フォトンクラフトプロジェクトの概要


  光子コンピューターの概念は提案されて久しいが、多くの研究者の努力でその夢が現実になりつつある。しかし、光子コンピューターの基本素子となる光導波路を1つ例にとっても、CVD法やイオン交換法などの煩雑なプロセスを経て始めて作製されるという難題を抱えている。光子コンピューターの実現には三次元光集積回路、超高速光スイッチ、光論理素子、超高密度光記憶素子などフォトニックデバイスの効率的な合成とシステムの構築が望まれている。また新しい概念下での光素子の構成が期待されている。
  このような背景のもと、最近、パルス幅の非常に狭いフェムト秒レーザーを非晶質材料であるガラスや高分子内部にレンズで集光して照射すると、空間選択的に新しい永続的または準安定な電子構造を材料内部に誘起することができることが初めて見出された。これによりガラス内部に光導波路を一筆書きのように簡単に描けるだけでなく、サブミクロンの非常に微細な三次元の光回路も作製できることとなった。これはレーザーの集光性と短パルス化を最大限に利用し、多光子吸収をおこさせた例の一つである。しかしながら、今までレーザーのコヒーレンス性を充分に生かし、新規な機能性材料を創製した例はほとんどなく、また物質中の光の相互作用を利用した新しい光素子の検討は少なかった。
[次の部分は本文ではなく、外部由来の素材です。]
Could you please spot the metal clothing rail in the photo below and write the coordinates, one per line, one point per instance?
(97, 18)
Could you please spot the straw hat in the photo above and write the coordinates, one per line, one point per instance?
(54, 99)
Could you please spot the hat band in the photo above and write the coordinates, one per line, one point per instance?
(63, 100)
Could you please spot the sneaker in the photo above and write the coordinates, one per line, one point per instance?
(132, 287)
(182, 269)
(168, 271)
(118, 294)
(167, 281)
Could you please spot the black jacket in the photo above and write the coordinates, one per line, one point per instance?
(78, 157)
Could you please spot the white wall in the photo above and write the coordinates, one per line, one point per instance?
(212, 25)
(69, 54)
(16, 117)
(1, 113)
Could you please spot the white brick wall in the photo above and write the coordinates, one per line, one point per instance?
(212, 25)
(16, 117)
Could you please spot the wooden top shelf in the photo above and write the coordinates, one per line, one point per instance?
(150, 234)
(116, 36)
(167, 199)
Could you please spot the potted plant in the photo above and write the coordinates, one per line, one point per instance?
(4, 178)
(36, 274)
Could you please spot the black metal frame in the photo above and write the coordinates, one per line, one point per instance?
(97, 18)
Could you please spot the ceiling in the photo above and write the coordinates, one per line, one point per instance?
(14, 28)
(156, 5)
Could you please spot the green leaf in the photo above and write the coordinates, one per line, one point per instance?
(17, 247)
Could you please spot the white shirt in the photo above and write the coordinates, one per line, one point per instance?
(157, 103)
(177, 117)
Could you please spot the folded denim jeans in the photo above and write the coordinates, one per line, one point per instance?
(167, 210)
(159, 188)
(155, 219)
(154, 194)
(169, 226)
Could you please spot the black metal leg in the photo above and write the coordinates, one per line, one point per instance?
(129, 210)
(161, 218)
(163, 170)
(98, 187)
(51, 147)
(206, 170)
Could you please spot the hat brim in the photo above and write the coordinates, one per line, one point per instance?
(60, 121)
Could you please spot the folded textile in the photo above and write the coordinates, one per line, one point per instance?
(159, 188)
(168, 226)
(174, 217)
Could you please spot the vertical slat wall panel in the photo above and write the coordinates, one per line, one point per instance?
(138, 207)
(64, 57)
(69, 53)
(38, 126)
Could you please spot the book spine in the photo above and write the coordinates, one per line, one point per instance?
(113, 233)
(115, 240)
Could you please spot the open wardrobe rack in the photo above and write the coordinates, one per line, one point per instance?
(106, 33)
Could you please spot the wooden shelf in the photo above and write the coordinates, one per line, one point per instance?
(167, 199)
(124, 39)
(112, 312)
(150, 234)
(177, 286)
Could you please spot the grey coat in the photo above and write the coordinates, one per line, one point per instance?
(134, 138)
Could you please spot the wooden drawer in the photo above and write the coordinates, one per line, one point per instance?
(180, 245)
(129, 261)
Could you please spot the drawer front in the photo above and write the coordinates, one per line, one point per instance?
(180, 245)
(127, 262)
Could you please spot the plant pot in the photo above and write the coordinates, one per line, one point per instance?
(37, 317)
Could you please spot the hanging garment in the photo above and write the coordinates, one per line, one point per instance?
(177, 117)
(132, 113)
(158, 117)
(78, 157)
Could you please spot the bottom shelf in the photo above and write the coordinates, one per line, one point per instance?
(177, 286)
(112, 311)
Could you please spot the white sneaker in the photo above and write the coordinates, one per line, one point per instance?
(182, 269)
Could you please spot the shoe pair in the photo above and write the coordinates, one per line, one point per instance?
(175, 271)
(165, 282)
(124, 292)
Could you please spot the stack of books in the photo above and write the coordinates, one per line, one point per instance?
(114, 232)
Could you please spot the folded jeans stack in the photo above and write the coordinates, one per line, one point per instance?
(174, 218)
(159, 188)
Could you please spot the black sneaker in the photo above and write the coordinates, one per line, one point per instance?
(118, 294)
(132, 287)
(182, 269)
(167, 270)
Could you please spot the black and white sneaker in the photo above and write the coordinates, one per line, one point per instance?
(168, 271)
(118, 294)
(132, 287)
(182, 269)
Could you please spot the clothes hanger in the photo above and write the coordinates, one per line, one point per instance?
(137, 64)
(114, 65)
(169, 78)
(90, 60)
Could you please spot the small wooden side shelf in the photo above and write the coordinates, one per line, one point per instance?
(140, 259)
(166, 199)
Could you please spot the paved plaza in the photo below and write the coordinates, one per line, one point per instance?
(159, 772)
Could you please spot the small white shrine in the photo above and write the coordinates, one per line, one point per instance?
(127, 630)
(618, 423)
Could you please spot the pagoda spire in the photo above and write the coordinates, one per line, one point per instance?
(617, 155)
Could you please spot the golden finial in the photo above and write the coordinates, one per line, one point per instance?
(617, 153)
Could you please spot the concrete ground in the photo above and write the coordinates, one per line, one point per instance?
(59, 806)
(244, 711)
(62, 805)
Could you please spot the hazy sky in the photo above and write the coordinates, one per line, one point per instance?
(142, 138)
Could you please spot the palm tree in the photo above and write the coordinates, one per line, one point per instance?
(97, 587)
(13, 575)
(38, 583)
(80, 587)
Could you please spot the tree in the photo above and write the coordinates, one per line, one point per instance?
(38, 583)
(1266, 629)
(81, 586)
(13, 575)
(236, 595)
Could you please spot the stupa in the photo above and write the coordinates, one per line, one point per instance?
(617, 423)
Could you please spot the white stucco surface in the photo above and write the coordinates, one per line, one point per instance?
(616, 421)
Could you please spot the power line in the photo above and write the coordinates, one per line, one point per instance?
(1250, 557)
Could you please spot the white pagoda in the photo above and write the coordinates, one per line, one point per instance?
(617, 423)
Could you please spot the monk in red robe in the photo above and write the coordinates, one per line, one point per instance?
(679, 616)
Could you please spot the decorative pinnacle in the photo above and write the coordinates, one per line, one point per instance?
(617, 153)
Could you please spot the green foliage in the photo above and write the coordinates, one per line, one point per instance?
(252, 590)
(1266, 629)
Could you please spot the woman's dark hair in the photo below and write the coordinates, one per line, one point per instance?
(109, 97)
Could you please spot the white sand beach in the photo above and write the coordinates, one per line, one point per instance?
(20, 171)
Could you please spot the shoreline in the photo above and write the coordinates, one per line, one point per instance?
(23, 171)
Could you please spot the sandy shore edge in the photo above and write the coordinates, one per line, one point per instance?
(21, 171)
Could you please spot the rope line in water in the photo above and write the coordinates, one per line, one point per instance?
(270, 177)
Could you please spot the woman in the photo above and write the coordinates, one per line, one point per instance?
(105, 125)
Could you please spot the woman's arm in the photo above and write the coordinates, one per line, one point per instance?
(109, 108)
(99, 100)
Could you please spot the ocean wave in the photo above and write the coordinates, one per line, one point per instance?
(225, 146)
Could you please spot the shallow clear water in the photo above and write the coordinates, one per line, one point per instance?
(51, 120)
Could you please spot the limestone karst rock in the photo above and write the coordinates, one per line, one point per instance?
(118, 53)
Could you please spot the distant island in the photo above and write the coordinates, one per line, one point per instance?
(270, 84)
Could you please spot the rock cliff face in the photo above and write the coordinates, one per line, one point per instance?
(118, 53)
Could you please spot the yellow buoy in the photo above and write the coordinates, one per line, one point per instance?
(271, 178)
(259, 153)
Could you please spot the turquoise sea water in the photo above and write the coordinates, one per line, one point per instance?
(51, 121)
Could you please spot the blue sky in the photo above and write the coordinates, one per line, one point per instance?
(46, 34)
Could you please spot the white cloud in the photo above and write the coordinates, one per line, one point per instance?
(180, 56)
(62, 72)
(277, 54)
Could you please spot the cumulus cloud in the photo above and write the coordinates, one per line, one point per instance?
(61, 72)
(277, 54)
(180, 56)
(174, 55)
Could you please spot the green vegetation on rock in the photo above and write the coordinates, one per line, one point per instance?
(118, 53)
  本研究では、レーザーの集光性、超短パルス化、コヒーレンス性を最大限に利用し、物質中の光と光の相互作用による新しい材料の効率的な創製(フォトンクラフト)を目指す。
  本研究により、フォトンクラフトにより光子合成された人工格子材料は、高効率な発光素子、光スイッチ、光ディスプレイ、光変調材料、光論理演算素子の創製に寄与するばかりでなく、斬新な光素子の概念の創出にも大きく寄与することが期待される。